Pocho era un payaso de la llamada Escuela Clásica, de los que escribían sus notas con bolígrafo verde y bebían a morro del botijo. Su vida personal era una auténtica tragedia, pero eso no impedía que siempre intentara optimizar su ingenio en su labor de hacer un poco más felices a los demás. Pero en esta empresa tenía un serio problema; su ingenio era tan elevado que el sentido de humor derivado de él era inaccesible para la mayoría de receptores de sus gracias. Analizados con los filtros adecuados, sus chistes tenían objetivamente mucha gracia, pero el abuso del doble sentido, unido a su neutra reputación y su escasa conexión con el público le privaban de aportar los matices necesarios para que su obra pudiera ser disfrutada en su plenitud.

La consecuencia más cruel de la desesperante improductividad de su desempeño fue verse obligado a explicar sus chistes, aportando a regañadientes el susodicho filtro, la interpretación relativamente retorcida que incluso suponía un valor añadido al ingenio de sus chanzas.
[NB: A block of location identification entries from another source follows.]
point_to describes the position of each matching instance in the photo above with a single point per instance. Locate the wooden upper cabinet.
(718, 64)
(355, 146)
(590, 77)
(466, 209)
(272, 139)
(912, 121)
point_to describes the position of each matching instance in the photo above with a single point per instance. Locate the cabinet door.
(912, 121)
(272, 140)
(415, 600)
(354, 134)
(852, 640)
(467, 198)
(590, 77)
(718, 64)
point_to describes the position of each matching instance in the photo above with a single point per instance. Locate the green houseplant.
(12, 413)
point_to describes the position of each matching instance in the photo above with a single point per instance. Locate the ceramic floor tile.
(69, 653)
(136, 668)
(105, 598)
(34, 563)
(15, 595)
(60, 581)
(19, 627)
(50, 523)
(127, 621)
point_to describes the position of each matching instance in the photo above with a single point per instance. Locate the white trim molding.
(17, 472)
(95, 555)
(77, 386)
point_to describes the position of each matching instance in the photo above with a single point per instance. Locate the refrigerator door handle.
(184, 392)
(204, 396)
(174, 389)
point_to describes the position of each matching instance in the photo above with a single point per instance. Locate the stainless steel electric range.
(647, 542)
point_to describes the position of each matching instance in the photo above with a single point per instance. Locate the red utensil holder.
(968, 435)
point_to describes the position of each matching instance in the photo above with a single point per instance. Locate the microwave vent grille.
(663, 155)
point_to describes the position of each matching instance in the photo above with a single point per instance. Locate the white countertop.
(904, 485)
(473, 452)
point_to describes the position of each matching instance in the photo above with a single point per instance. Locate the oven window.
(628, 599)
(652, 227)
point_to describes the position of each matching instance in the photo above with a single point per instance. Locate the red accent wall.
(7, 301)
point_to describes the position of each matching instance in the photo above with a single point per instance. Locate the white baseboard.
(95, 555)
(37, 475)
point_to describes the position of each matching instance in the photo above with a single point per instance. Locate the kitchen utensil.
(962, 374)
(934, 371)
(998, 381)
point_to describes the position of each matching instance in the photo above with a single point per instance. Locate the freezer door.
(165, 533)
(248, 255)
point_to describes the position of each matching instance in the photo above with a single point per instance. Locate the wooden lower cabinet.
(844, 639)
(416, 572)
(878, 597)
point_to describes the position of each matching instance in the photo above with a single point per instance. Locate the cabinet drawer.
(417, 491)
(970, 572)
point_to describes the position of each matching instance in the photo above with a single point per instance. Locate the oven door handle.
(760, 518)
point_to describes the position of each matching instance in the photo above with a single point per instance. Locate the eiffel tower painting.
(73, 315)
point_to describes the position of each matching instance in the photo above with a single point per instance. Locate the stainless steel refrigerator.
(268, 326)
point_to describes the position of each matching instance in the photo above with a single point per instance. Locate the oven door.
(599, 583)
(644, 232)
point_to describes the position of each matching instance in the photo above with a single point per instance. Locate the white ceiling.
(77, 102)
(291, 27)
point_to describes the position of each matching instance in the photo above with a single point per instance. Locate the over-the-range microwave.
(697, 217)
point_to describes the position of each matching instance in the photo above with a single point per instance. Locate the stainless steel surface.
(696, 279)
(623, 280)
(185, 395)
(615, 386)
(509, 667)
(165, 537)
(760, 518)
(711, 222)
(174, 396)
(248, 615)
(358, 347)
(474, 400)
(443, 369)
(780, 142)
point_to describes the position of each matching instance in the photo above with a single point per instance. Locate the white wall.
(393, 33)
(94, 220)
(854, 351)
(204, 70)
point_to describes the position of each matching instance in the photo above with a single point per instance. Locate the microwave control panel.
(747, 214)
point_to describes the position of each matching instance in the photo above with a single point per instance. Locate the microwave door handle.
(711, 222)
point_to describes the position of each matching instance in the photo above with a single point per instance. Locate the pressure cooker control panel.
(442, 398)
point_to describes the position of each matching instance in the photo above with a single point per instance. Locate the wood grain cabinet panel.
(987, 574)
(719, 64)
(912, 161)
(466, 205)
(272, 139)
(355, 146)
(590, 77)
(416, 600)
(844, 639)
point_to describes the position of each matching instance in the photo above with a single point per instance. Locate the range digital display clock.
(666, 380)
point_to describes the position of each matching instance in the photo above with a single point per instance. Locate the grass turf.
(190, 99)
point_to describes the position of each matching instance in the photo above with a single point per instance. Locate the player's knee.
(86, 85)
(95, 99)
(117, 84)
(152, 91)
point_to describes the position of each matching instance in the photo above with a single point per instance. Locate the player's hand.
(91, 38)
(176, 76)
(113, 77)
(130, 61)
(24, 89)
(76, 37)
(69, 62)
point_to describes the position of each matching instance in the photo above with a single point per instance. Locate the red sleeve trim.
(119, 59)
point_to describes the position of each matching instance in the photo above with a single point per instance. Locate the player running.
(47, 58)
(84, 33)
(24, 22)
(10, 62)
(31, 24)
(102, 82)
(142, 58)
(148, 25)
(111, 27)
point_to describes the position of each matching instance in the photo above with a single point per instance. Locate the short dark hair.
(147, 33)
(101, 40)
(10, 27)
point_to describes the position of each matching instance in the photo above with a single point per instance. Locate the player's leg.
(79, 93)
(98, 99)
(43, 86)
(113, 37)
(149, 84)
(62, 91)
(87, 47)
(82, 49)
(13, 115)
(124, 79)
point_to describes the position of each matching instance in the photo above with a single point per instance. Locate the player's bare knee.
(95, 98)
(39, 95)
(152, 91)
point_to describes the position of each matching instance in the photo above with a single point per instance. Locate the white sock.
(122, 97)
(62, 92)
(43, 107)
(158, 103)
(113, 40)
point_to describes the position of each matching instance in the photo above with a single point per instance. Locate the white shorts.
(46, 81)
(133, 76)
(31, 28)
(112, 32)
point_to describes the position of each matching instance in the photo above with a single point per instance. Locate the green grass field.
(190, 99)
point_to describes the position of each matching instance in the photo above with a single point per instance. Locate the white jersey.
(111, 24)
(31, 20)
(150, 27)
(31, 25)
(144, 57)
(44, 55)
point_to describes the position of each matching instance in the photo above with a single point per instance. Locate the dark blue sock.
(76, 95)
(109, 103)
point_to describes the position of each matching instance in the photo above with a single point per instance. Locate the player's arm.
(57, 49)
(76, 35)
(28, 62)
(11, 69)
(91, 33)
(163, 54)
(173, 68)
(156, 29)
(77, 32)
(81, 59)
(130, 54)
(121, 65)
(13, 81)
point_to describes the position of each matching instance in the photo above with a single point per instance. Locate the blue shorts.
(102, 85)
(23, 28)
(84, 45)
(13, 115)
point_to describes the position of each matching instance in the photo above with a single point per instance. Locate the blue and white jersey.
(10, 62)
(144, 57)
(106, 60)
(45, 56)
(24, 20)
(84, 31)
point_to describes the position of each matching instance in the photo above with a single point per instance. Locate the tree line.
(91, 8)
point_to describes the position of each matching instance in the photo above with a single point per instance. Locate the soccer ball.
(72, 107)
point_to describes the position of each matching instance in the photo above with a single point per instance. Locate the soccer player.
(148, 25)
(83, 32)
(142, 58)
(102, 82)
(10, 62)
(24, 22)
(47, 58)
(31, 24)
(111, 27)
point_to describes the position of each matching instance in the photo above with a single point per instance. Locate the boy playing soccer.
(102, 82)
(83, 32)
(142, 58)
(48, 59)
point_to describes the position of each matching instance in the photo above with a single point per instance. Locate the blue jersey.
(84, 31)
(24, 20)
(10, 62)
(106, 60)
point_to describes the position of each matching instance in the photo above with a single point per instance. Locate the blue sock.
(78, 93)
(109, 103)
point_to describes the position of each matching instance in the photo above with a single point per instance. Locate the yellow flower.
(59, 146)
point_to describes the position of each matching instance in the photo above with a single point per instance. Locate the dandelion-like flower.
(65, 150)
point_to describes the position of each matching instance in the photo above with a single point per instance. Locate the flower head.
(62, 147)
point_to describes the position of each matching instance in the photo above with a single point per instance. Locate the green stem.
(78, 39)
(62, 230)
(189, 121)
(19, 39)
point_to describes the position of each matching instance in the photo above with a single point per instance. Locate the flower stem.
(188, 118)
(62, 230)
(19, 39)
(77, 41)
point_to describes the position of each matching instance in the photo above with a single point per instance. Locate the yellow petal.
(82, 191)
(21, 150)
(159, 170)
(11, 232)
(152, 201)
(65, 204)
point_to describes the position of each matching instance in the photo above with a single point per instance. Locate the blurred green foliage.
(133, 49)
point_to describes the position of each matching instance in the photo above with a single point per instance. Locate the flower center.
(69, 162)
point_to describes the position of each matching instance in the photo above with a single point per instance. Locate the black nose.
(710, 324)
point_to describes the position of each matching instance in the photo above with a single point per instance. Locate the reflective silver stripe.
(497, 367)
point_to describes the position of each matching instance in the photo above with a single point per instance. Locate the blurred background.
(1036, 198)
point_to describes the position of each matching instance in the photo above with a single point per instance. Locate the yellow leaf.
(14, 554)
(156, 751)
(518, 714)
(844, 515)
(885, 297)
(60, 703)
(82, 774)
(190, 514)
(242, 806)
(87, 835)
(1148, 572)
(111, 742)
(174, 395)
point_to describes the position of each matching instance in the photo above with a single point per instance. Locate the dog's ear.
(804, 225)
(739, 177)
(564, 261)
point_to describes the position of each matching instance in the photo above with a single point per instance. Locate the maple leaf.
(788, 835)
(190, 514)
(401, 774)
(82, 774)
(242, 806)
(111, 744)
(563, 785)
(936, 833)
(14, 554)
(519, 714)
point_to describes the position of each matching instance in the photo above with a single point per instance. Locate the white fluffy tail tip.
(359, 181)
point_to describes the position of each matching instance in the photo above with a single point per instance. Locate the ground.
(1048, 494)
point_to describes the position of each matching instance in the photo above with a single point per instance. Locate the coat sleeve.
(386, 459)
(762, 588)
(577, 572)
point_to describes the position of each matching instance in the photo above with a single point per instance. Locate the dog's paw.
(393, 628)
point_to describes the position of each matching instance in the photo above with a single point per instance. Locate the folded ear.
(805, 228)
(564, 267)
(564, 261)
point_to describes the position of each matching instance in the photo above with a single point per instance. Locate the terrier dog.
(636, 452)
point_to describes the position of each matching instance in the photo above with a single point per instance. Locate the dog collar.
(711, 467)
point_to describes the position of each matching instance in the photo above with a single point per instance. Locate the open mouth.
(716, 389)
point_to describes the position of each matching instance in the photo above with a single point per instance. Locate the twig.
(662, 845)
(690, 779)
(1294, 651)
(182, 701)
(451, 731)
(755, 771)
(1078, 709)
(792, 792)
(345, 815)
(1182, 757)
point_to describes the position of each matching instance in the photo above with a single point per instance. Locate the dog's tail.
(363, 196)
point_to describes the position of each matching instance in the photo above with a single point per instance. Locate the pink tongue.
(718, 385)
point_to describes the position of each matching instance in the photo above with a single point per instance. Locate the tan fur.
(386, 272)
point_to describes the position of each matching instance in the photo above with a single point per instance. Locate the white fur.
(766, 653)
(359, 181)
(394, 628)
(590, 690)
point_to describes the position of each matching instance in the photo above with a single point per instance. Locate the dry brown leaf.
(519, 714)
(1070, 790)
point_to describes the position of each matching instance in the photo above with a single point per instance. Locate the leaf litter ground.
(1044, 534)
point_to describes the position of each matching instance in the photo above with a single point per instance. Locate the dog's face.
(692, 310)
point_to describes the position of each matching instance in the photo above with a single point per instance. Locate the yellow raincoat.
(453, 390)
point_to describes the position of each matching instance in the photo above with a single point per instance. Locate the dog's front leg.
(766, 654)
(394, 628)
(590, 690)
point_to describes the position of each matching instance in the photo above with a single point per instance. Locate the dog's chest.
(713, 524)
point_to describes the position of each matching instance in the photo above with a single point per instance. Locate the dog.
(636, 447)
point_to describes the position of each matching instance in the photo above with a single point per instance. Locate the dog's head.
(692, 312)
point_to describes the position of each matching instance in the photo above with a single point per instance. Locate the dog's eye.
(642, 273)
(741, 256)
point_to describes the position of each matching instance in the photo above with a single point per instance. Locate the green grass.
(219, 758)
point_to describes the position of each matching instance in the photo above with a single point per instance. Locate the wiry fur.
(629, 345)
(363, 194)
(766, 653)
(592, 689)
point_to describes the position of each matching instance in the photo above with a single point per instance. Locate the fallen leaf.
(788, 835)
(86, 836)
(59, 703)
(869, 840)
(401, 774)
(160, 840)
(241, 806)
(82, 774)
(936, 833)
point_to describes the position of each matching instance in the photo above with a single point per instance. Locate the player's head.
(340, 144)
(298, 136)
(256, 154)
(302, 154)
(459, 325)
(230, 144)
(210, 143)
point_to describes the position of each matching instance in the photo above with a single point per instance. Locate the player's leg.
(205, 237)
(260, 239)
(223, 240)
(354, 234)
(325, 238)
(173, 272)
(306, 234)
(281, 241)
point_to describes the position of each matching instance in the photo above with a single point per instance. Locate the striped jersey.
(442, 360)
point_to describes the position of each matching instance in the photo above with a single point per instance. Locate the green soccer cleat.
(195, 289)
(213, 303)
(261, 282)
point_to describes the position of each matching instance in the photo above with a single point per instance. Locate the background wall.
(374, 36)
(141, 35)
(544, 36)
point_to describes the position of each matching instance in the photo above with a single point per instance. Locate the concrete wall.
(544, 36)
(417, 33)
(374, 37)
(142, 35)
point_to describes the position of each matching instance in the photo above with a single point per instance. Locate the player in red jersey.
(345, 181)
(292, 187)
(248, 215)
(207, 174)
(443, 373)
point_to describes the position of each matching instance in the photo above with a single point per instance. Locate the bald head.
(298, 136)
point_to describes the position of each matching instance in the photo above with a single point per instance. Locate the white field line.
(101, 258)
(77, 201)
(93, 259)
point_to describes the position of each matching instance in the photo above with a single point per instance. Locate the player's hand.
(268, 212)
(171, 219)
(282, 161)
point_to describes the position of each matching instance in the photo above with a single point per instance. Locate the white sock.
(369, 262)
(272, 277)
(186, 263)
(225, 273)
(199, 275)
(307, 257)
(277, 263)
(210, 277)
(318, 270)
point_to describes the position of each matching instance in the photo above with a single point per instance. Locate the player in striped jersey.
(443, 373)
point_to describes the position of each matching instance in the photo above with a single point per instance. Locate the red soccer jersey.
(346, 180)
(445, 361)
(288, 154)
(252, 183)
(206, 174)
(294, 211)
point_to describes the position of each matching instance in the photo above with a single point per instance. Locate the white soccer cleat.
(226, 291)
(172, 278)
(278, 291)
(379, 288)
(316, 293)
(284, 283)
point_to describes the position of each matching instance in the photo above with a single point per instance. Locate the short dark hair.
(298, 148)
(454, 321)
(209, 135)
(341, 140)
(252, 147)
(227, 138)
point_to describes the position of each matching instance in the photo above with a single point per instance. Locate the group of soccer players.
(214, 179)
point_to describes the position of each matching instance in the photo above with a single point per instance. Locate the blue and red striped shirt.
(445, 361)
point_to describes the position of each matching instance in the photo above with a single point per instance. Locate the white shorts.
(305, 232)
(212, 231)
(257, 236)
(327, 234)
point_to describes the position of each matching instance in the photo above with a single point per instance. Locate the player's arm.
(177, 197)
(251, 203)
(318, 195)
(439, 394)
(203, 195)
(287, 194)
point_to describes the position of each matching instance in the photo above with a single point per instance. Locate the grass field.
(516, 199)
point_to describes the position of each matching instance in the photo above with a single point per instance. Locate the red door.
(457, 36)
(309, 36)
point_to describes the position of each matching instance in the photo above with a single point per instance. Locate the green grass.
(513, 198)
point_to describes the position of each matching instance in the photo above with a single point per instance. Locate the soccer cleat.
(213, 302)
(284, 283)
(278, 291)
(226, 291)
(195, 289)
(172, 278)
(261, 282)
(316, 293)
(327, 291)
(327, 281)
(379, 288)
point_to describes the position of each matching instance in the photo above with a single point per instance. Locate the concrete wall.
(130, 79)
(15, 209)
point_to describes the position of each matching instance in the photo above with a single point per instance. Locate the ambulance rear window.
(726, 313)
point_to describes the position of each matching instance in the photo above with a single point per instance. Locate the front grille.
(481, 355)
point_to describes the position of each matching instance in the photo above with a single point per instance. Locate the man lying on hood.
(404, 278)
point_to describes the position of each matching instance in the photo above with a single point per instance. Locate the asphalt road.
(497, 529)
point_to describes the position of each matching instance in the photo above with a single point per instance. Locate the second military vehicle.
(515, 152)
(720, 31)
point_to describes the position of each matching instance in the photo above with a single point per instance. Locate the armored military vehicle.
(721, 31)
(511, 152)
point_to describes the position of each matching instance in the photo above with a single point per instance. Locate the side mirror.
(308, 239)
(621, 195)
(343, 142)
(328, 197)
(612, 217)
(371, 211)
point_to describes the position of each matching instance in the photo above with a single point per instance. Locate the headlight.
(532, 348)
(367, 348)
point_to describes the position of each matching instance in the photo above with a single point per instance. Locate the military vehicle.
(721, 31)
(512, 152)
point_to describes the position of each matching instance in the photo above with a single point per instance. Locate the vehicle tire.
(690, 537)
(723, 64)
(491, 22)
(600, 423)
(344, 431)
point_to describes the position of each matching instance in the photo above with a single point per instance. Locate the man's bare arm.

Naturalmente, el hecho de desvelar a posteriori el doble sentido o el juego de palabras constituyentes de la broma desvirtuaba por completo su trabajo. Cumplía con su contrato, pero no al nivel de excelencia que su talento prometía.

Para evitar ese tipo de humillaciones comenzó a rebajar el nivel intelectual de sus chistes. Éstos se volvieron más simples, más directos, con referencias indisimuladas a la escatología o a la burla de personajes famosos. Y así mejoró su reputación, en cierto sentido. Pero Pocho, en su labor de procurar la felicidad a los demás, con este cambio de rumbo era menos feliz. Le daba la sensación de que lo que estaba haciendo podía hacerlo cualquiera. Y efectivamente luego resultó que así era.

En una sociedad con una comunicación prácticamente neuronal, bromas de otros autores parecidas a las que Pocho inventaba a desgana circulaban entre los cibercerebros de todo el mundo. Chistes fáciles y chabacanos, en el subsótano del nivel de los de Pocho, eran cada día, cada minuto, la sensación del momento. Y triunfaban, la gente los adoptaba con júbilo, lo que generaba pingües beneficios a sus poco talentosos autores.

Probablemente la sociedad era más feliz con este nuevo sentido de humor pero los payasos de la Escuela Clásica, como Pocho, habían perdido su función en esa estructura social; sin la motivación de proveer risas ajenas, su vida carecía de sentido. Tras muchos años de descorazonador camuflaje entre advenedizos del chiste fácil, Pocho optó por retirarse. En su nota de suicidio dejó un mensaje envuelto en un sarcasmo tal que, a día de hoy, 717 años más tarde, nadie ha conseguido descifrar.

Un chiste que ¿afortunadamente? nadie jamás podrá explicar.